Now that the budget cap of $499 billion has been violated, Congress faces two choices: kill the spending caps, or start making painful incisions into the proposed Pentagon budget. For the last two years, the executive branch has come to an agreement with Congress on budgetary figures which exceed sequestration, but a similar agreement is not at all forthcoming this time around, mostly because of a Republican-dominated Congress which will square off with Defense Secretary Ash Carter in hearings.
Although The Budget Control Act is still firmly in place, the vice chairman of the Joint Chiefs of Staff said that the request is at “the manageable edge of risk.”
“As the budget makes clear, a return to sequester-level funding would be irresponsible and dangerous, resulting in a force too small and ill-equipped to respond to the full range of potential threats to the nation,” a statement from the Pentagon said.
The total amount allocated for service member pay and benefits currently stands at $178.9 billion dollars, a figure which is down overall by 2 percent. The pay raise is listed at only 1.3 percent, compared to the 2.3 percent rate expected in the private sector. By law, military raises are supposed to mirror increases in the private sector.

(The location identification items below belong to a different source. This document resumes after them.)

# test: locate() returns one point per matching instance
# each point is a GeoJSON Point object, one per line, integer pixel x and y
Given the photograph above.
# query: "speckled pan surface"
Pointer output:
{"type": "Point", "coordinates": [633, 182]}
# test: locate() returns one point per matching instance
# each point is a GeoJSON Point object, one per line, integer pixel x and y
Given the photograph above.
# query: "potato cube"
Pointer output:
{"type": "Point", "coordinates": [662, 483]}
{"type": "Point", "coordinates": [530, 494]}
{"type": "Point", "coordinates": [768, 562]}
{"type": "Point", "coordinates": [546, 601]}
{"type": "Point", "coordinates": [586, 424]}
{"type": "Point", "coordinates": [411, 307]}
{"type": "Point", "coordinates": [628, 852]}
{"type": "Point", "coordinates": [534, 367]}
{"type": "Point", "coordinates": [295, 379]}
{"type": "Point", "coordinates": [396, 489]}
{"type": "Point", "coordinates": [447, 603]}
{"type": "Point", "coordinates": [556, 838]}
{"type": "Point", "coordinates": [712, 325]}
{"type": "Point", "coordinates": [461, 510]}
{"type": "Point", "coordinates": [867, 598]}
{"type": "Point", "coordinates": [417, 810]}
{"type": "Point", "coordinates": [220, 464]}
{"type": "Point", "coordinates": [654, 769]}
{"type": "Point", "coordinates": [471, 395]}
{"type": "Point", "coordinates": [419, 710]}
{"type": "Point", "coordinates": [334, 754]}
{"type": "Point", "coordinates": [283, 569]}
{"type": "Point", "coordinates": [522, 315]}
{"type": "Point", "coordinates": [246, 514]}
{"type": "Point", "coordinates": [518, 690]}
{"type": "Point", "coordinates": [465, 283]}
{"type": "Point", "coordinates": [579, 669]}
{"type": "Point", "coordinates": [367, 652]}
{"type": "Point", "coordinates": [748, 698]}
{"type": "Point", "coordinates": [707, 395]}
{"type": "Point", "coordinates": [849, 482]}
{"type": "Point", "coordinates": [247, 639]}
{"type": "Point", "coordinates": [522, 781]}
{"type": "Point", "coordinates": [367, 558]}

Military families will also see the upfront rates in the Basic Allowance for Housing increase by 4 percent over the few years. Commissar subsidies will drop by $100 million, from $1.3 billion to $1.2 billion.
Retired Vice Adm. Norb Ryan, president of the Military Officers Association of American stated that while he agrees sequestration is harmful and needs to end, the administration “just rehashes many of the same piecemeal proposals that Congress blunted or blocked last year. These proposals will further erode service members’ pay and benefits that are fundamental to sustaining the quality of the all-volunteer force.” The pay raises in fiscal years 2014 and 2015 were the lowest in 50 years.
On the other hand, the budget for the Pentagon’s civilian workforce is slated to increase by $600 million dollars, with a similar pay raise of 1.3 percent, but there will be deep cuts to the number of employees in the Pentagon to the tune of 4,170, as the war in Afghanistan winds down. Currently, the budget would allow for an active-duty force of 475,000 troops, although the Pentagon initially hoped for 490,000.
The budget allocates $177.5 billion for research spending, which represents a 13 percent jump from its past fiscal year 2015 amount. The Air Force will push forward with 57 F-35s, totaling $10.6 billion dollars of the budget, and the Pentagon signaled approval of the plan to remove the hardy A-10 “Warthog” close-air support aircraft from the lineup. The Navy will receive $11.6 billion for new ships, and $1.4 billion to develop a new nuclear missile submarine. War funding is at $51 billion, but represents the lowest amount since 2002.
But according to defense industry analysts, the budget is by no means locked in. Instead, once the budget is sent to Congress later this week, congressional committees will put it through the wringer until it barely resembles the original.
“I don’t think it’s likely DoD gets anything close to what they’re planning right now,” Todd Harrison from the Center for Strategic and Budgetary Assessments stated, according to Defense News.